Jennybox

Die etwas andere Sicht auf die Welt.

Rätsel um Oma Nelly 1 - Begegnung am Stadtrand

Strahlend schien die Sonne auf eine einsame Hütte am Stadtrand. Eine alte Frau saß vor dem Haus in ihrem kleinen Garten und sinnierte vor sich hin. Alle kannten diese seltsame Frau, aber viel wusste man nicht über sie. Noch nie hatte man davon gehört, dass sie Familie gehabt hätte. Irgendwann vor 50 Jahren war sie in das kleine Städtchen gezogen. Niemand wusste, woher sie kam. Mehrere Generationen von Kindern gingen bei ihr ein und aus. Immer, wenn Not am Mann war und kein Kindermädchen weit und breit, dann hieß es: „Tante Nelly macht das schon!“

Dann wurden die Kinder erwachsen… und plötzlich wurde aus Tante Nelly Oma Nelly. Und dabei blieb es dann. Oma Nelly war immer zur Stelle. Immer wieder gingen die Kinder nach der Schule bei Oma Nelly vorbei, denn Oma Nelly hatte immer ein paar tröstende Worte, wenn der Schultag mal nicht so optimal gelaufen war, Oma Nelly hatte immer ein paar Leckereien im Haus.

Nur Ostern und Weihnachten war Oma Nelly allein. Besuch von auswärts bekam sie nie. Freunde hatte nie jemand bei ihr gesehen. Diejenigen, die sich noch an die Zeit erinnern konnten, als Oma Nelly an den Stadtrand zog, sagten, sie habe damals sehr traurig ausgesehen. Man spekulierte, sie käme aus Übersee, sei gescheitert. Andere sagten, sie wäre mal verheiratet gewesen, aber was Genaues wusste keiner.

Und so saß Oma Nelly jeden Nachmittag in Ihrem Garten. Oma Nelly träumte. Sie träumte von früher. Dachte an die schönen Stunden in ihrem Leben. Es war so lange her! Aber so richtig glücklich gewesen war sie nie. Das wusste Oma Nelly ganz genau. Sie liebte die vielen Kinder, die zu ihr kamen abgöttisch, aber eigene hatte sie nie gehabt. Das war ihr nie vergönnt gewesen. Ihre Familie war irgendwann mal ausgewandert und hatte sie allein zurück gelassen. Weh getan hatte das, oh ja! Aber sie hatte sich damit arrangiert. Sie war hierher gezogen und hatte ein neues Leben begonnen. Von ihrem früheren Leben hatte sie nie erzählt. Warum auch? Warum hätte sie andere mit ihren Erlebnissen belasten sollen? Nein, sie hatte gelernt, ihren Schmerz und ihren Kummer für sich zu behalten. Und so war es bis heute geblieben. Nein, ein schlechtes Leben hatte sie nicht gehabt. Sie hatte geliebt, sie hatte verloren, sie hatte gelernt zu vergessen und sie hatte die vielen Kinder, die sie erst Tante und dann Oma nannten. Nur „Mama“ hatte eben niemand zu ihr gesagt. Lange hatte das weh getan. Aber dann war auch das vorbei gewesen.

Alles vergeht irgendwann!, dachte sie, während sie in ihrem Schaukelstuhl im Garten saß. Plötzlich stand ein Mann vor ihr.
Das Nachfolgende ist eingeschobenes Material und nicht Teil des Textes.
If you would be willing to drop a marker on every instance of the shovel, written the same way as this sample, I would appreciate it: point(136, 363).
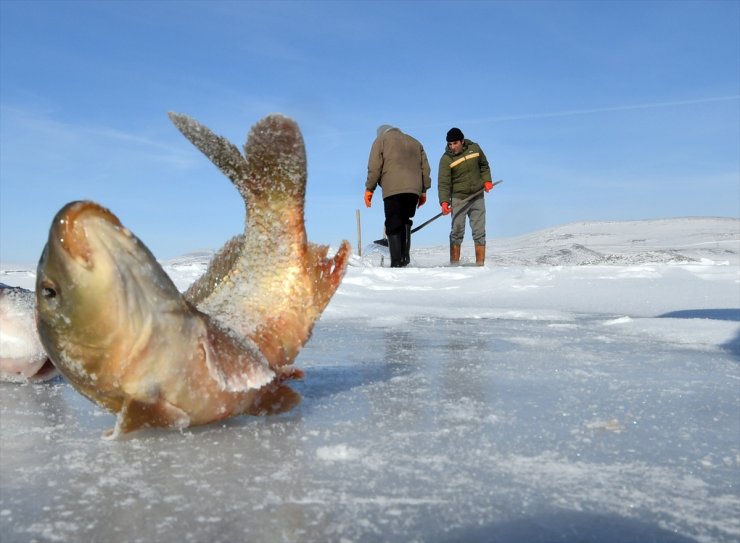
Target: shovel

Erstaunt sah sie auf. „Ja hallo, wo kommen Sie denn her und was wünschen Sie?“, fragte sie überrascht. „Ich bin gekommen, um dich mitzunehmen, Nelly“, sprach er freundlich. „Wie? Sie kennen meinen Namen?“ „Ja, Nelly, natürlich kenne ich ihn. Ich weiß alles über dich“. „Oh!“, machte sie erstaunt. „Also das hat hier noch keiner geschafft!“, sprach sie nach einer kurzen Pause weiter. „Ja, du hast ja alles getan, damit das so bleibt.“, erwiderte er. „Warum sollte ich auch andere durch meine Erzählungen beunruhigen?“, sprach sie leise, wie verloren. „Sie hätten es ja doch nicht verstanden und es hätte ihnen Angst gemacht.“ „Ich weiß, Nelly, aber nun ist es vorbei. Du hast genug gelitten, komm!“ Er streckte die Hand aus, Nelly erhob sich und ergriff sie. „Dann wollen wir mal“, waren ihre letzten Worte.

Am nächsten Morgen fand man die fast 100-jährige Frau tot in ihrem Garten. Sie hatte ein strahlendes Lächeln auf ihrem Gesicht. Zum ersten Mal in ihrem Leben war sie richtig glücklich. Die Zukunft hatte sie wieder.